All business devices must have strong Endpoint Protection in place. These will help very quickly detect, stop, and mitigate against ransomware attacks. A solid data backup and recovery plan is also crucial for minimizing loss of productivity and for improving cyber-resilience.
- Cloud Computing Vulnerabilities
Countless new cybersecurity threats are being developed daily but businesses are more at risk when they fail to address old security vulnerabilities within their accounts, software, and systems. Examples include scanning for cloud servers with weak or no passwords, infiltrating user accounts, using coordinated DDoS attacks, or exploiting unpatched systems.
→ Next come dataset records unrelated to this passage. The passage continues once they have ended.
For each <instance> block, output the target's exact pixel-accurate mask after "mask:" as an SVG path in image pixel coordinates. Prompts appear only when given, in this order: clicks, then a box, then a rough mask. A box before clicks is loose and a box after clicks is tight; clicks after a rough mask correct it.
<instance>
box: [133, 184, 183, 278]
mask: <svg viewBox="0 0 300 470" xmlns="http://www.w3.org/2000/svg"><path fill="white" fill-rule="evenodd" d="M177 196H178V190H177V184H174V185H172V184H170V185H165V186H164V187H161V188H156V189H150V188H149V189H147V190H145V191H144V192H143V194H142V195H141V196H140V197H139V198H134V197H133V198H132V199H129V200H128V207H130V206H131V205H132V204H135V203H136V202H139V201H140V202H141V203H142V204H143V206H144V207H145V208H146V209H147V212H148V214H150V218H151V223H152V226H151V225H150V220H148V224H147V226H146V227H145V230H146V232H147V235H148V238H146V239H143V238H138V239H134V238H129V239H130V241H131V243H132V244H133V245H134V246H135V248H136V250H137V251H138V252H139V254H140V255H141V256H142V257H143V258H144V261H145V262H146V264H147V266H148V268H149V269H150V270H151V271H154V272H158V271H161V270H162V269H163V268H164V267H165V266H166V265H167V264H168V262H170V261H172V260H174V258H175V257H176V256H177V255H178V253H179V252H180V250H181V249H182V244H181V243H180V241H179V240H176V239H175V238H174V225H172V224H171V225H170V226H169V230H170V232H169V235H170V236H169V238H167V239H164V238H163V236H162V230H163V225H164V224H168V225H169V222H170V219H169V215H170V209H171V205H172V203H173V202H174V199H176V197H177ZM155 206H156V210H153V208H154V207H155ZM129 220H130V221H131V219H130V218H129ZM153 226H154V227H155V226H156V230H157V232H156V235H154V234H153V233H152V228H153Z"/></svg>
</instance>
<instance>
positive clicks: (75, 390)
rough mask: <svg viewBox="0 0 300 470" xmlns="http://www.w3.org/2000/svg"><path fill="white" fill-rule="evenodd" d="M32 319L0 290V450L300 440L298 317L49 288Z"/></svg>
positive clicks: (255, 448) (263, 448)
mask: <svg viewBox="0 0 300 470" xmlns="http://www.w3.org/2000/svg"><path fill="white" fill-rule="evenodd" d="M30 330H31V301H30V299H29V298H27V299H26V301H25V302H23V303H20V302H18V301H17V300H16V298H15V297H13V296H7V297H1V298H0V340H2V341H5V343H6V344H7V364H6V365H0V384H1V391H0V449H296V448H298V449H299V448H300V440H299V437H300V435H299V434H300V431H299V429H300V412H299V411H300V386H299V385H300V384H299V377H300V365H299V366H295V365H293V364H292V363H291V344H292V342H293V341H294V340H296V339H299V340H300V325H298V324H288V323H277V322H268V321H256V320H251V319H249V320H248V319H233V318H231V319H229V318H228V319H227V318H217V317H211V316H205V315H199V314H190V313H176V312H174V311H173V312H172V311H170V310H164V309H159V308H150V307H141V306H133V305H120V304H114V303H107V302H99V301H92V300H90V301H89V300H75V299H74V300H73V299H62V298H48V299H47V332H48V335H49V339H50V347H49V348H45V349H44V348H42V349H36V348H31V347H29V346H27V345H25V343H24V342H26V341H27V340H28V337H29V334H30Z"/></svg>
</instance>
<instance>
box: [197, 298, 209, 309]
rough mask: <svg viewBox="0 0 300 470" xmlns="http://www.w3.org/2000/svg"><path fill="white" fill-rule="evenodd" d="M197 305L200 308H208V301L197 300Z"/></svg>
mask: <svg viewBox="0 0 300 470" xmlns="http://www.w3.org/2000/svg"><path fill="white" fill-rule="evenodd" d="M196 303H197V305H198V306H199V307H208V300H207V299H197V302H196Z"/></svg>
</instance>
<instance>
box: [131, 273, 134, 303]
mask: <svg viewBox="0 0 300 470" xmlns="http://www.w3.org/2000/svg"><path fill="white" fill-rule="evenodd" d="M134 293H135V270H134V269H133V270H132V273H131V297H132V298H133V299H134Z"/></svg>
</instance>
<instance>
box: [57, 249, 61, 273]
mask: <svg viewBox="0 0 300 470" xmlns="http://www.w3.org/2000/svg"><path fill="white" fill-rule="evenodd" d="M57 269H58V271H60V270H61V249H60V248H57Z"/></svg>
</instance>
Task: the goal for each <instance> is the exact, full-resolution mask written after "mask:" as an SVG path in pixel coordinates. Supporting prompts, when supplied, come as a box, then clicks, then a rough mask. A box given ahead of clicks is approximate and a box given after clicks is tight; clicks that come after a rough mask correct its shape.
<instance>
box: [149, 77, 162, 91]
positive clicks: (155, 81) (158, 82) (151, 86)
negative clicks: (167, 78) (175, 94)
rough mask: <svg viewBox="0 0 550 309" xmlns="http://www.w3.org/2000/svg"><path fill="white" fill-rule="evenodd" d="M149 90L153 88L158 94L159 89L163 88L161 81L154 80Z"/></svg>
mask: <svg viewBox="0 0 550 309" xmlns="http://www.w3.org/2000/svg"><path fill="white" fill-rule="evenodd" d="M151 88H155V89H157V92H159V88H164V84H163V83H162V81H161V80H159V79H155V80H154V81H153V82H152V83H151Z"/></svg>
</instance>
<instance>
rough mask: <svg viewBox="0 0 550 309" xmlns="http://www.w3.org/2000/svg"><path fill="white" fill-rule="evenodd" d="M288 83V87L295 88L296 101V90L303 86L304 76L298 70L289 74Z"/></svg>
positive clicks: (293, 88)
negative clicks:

To strengthen the cloud computing defenses, prioritize proper cloud storage configuration, end-user actions on cloud devices, and security of application user interfaces (APIs).
- Data Leakage
The Internet of Things (IoT) encompasses many “smart” devices which represent a massive opportunity to cybercriminals especially if there are no strong security installed.
How to prevent data leak:
- All mobile devices must have passcode locks and encryption software.
- Turn on GPS tracking and GPS capability to remotely wipe the device if it is lost.
- Use content filtering to scan text, images, and email attachments for potential leaks and threats.
- Take a Zero-Trust approach when giving access permissions to employees.
- Educate users on the dangers of data leakage.
- Social Engineering Attacks
Social engineering attacks rely on social interaction and human psychology manipulation – not just internet bots entering a computer. And because humans are prone to error, social engineering is the biggest security risk today.
What’s a Phishing Attack?
Phishing attacks refer to tricking users into surrendering sensitive information or legitimate access credentials so that attackers can wreak havoc on your business’ systems.
Some effective counters to social engineering attacks include:
- Using multiple authentication methods for giving users access to your network.
- Enacting a policy of least privilege for user accounts in your system.
- Using custom anti-phishing solutions to recognize suspicious links and attachments on emails.